Terakhir, tahun 2011, PLOt menggelar opera keliling dengan mempertunjukkan lakon "Sijona Pencuri Ulung" dan "Mencari Sijonaha" yang dipertontonkan hingga Jakarta dan Lampung. 

Selain upaya untuk mengatasi kepunahan, revitalisasi juga bertujuan agar opera Batak menjadi sebuah pertunjukan yang juga mampu memberikan kontribusi kepada ekonomi kreatif. Misalnya, dapat memasukkannya ke dalam agenda tetap event wisata di Sumut. Sayangnya, upaya ini belum terealisasi hingga kini.

Pemberian gelar Ompu Datu Panggual Tuan Banner Namanghual Opera Batak kepada Alister merupakan satu di antara beberapa upaya revitalisasi yang dilakukan PLOt selama 10 tahun terakhir. Gelar itu merupakan tanda kehormatan atas dedikasi Alister yang sepanjang hidupnya mengabdi kepada kesenian tradisional Batak. 

"Alister ialah orang yang ahli musik Batak dan dia pantas mendapat gelar 'ompu'. Dalam budaya Batak, gelar 'ompu' biasanya diberikan kepada orang yang ahli. Karena itu Alister layak mendapat gelar kehormatan itu," ujar peneliti sejarah Batak dari Universitas HKBP Nommensen, Manguji Nababan. 

Lebih dari itu, Thompson, mengatakan, gelar kehormatan ini menyimpan pesan agar mereka mempertahankan dedikasinya. Juga diharapkan ada proses regenerasi. "Artinya, ke depan akan ada penerusnya agar kesenian ini tidak punah," katanya.

Hal lainnya yang mendasari pemberian gelar ini, kata Thompson, masih ada masalah yang selama ini mengungkung seniman tradisi. Ketidakmampuan mengelola kesenian ini menjadi sebuah industri merupakan kendala yang sering dihadapi. Mereka seperti anak ayam kehilangan induk sepeninggal Tilhang Gultom. 

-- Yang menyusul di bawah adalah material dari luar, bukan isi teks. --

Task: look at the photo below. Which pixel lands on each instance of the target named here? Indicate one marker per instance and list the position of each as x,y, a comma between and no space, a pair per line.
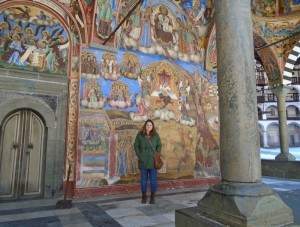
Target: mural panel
118,92
289,6
33,40
167,28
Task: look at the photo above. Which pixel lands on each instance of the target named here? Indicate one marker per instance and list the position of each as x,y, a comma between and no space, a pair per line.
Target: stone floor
125,210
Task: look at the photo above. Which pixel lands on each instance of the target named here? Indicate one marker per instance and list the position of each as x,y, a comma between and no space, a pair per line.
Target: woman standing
146,143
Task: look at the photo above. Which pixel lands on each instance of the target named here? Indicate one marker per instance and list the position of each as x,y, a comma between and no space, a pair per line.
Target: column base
285,157
239,204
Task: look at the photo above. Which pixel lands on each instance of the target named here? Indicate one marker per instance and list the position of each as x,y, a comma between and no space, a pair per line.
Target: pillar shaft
240,199
239,139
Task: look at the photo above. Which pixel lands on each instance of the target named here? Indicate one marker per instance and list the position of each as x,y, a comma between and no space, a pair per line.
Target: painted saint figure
106,16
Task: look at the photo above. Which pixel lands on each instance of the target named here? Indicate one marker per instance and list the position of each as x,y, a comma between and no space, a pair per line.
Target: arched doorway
22,155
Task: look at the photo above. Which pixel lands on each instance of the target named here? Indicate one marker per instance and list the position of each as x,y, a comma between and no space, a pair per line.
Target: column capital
286,156
281,90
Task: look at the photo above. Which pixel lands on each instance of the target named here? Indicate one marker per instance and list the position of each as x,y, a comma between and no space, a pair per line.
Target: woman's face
149,126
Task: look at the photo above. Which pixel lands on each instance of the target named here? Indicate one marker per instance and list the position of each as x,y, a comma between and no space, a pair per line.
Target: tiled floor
124,210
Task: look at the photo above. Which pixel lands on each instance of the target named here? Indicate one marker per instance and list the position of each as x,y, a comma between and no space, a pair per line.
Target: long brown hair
152,132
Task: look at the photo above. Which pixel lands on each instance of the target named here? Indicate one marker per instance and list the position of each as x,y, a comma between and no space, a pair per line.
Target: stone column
281,92
240,198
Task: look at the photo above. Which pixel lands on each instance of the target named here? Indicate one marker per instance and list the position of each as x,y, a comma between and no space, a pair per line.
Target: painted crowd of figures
26,40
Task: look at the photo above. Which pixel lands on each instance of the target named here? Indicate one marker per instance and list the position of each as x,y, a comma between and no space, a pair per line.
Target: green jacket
144,151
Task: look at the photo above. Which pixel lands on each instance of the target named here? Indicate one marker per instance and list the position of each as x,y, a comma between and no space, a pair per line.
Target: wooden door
22,144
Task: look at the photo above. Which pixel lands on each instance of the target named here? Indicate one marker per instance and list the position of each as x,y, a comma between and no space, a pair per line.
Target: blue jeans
144,178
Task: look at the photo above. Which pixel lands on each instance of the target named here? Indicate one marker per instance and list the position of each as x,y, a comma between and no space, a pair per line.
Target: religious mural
289,6
33,40
113,110
167,29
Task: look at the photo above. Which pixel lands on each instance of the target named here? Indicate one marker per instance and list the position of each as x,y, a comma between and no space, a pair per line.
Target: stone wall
281,169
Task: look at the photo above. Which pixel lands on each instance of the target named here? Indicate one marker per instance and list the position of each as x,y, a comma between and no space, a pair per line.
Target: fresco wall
157,72
119,91
33,40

Melalui pemberian gelar ini diharapkan ada respon dari berbagai pihak, terutama pemerintah daerah. Misalnya, menjadikannya sebagai bagian dari agenda pendukung industri wisata daerah. 
"Memang sudah ada rencana mengadakan Pesta Gondang Sabangunan untuk merayakan hari jadi Pemkab Humbahas 7 Juli 2013. Kita harapkan nanti juga menyertakan opera Batak," kata Kabid Pariwisata dan Kebudayaan Dinas Perhubungan dan Pariwisata Humbahas, Jaulim Simanullang, yang turut hadir pada acara penyerahan gelar itu. 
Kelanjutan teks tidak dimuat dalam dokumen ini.